Prior to 1858, land in Palestine, then a part of the Ottoman Empire since 1516, was cultivated or occupied mainly by peasants. Land ownership was regulated by people living on the land according to customs and traditions. Usually, land was communally owned by village residents, though land could be owned by individuals or families.

In 1858 the Ottoman Empire introduced The Ottoman Land Code and Registration Act, requiring land owners to register ownership. The reasons behind the law were twofold. (1) to increase tax revenue, and (2) to exercise greater state control over the area. Peasants, however, saw no need to register claims, for several reasons:

  • land owners were subject to military service in the Ottoman Army
  • general opposition to official regulations from the Ottoman Empire
  • evasion of taxes and registration fees to the Ottoman Empire

The registration process itself was open to misregistration and manipulation. Land collectively owned by village residents ended up registered to one villager, and merchants and local Ottoman administrators took the opportunity to register large areas of land to their own name. The result was land that became the legal property of people who had never lived on the land, while the peasants, having lived there for generations, retained possession, but became tenants of absentee owners.

The 1873 emancipation act gave Jews the right to own land in Palestine under their own name. The changing of this law (the change occurring at the same time as the freeing of the Africans in the United States and in South America and the emamcipation of the serfs in Russia (held in slavery by the Russian landowning class) was a part of the world-wide 19th century movement towards emancipation and civil rights for oppressed minorities -- and Jews were very much oppressed legally in Palestine. This 1873 secular land reform/civil rights law was popularly confused with a religious law and it was held as a "humiliation to Islam that Jews should own a part of the Muslim Ummah". The confusion between religious and secular law made the laws (ended in 1873) against Jewish ownership of land 'religious laws'.

Over the course of the next decades land became increasingly concentrated on fewer hands; the peasants continued to work on the land, giving landlords a share of the harvest. This led to both an increased level of Palestinian nationalism as well as civil unrest. At the same time the area witnessed an increased flow of Jewish immigrants who did not restrict themselves to the cities where their concentration offered some protection from persecution. These new Jews came hoping to create a new future in what they regarded as the homeland of their ancestors. Organizations created to aid the Jewish migration to Palestine also bought land from absentee landowners. Jewish immigrants then settled on the land, sometimes replacing peasants already living there. A steady arrival of Jewish immigrants from 1882 led to several peasant insurgencies, recorded from as early as 1884-1886.
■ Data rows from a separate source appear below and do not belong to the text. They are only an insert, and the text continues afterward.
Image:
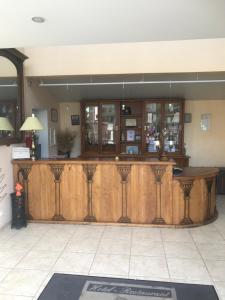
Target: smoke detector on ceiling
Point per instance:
(38, 19)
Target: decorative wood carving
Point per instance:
(124, 171)
(158, 172)
(57, 171)
(24, 170)
(89, 171)
(209, 183)
(186, 186)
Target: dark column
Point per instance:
(57, 171)
(89, 171)
(158, 172)
(124, 171)
(24, 170)
(186, 186)
(209, 183)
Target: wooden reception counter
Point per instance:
(138, 192)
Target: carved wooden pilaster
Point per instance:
(124, 171)
(24, 170)
(209, 183)
(186, 186)
(89, 171)
(158, 172)
(57, 171)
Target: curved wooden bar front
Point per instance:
(137, 192)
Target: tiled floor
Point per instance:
(29, 257)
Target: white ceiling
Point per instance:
(108, 21)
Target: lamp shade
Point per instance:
(5, 124)
(31, 123)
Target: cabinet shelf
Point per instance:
(130, 142)
(148, 117)
(131, 116)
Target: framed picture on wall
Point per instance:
(54, 115)
(75, 120)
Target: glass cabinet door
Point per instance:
(108, 128)
(91, 138)
(172, 121)
(152, 127)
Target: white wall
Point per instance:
(66, 110)
(203, 55)
(38, 98)
(6, 180)
(206, 148)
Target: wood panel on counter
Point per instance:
(138, 192)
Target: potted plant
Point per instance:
(65, 142)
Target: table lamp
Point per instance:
(5, 125)
(32, 124)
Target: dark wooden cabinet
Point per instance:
(100, 128)
(18, 211)
(134, 129)
(220, 182)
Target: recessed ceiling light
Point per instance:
(38, 19)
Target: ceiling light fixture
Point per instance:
(38, 19)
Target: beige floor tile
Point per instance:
(181, 250)
(176, 235)
(82, 245)
(18, 242)
(147, 248)
(112, 246)
(150, 267)
(3, 273)
(78, 263)
(110, 264)
(152, 234)
(212, 251)
(22, 282)
(46, 244)
(117, 232)
(193, 269)
(220, 288)
(88, 232)
(10, 257)
(39, 260)
(216, 269)
(207, 237)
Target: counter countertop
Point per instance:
(130, 161)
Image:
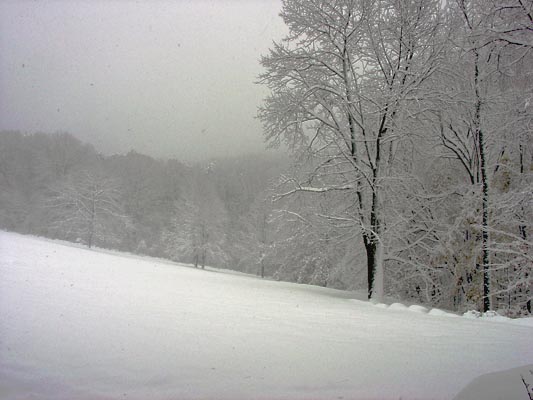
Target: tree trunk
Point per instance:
(485, 189)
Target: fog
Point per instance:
(166, 78)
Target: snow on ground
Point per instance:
(86, 324)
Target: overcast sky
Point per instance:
(167, 78)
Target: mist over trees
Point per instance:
(409, 126)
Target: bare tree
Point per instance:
(342, 83)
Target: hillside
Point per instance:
(90, 324)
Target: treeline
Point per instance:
(210, 213)
(411, 127)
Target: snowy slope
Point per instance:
(84, 324)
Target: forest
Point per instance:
(409, 169)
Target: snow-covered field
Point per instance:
(87, 324)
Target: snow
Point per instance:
(500, 385)
(88, 324)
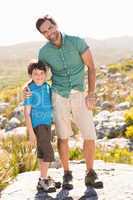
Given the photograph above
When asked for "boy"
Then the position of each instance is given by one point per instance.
(38, 116)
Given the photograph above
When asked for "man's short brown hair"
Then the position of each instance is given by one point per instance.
(41, 20)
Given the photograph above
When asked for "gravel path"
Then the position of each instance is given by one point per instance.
(117, 178)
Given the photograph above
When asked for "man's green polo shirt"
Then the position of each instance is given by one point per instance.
(66, 64)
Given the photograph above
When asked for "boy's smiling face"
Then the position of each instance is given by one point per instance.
(38, 76)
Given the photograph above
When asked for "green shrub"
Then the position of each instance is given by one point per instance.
(129, 132)
(18, 157)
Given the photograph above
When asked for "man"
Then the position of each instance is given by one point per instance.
(66, 56)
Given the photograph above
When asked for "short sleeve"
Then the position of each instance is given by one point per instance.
(81, 45)
(27, 101)
(41, 56)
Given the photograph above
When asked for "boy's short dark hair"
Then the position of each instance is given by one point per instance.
(36, 65)
(41, 20)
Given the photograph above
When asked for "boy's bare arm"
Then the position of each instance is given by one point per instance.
(32, 137)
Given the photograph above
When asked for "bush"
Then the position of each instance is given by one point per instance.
(129, 117)
(20, 157)
(129, 132)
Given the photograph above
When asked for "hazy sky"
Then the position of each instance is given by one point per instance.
(98, 19)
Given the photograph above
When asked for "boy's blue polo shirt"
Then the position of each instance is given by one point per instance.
(41, 105)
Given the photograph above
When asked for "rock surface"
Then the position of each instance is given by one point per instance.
(117, 178)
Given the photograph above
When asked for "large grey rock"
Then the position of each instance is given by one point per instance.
(123, 106)
(109, 124)
(12, 123)
(117, 179)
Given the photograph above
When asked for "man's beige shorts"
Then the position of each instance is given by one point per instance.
(73, 108)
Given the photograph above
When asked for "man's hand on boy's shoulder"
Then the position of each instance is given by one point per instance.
(26, 91)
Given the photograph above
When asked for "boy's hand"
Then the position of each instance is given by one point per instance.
(32, 139)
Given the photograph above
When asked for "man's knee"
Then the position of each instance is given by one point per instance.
(62, 141)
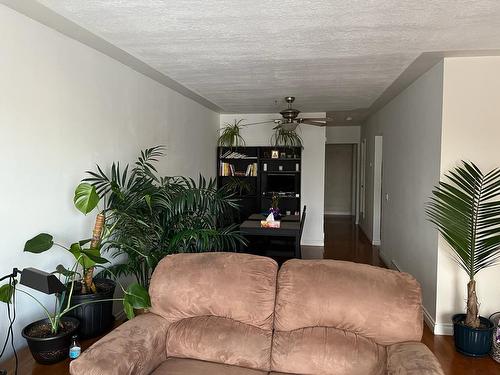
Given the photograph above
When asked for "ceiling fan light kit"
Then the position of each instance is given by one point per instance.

World War I and the dissolution of the Ottoman Empire led to British control over the area in 1917, followed by the creation of the Mandate for Palestine by the League of Nations in 1922, which remained in effect until the establishment of Israel in 1948. During this period several new land laws were introduced, including The Land Transfer Ordinance of 1920, The Correction of Land Registers Ordinance of 1926 and The Land Settlement Ordinance of 1928.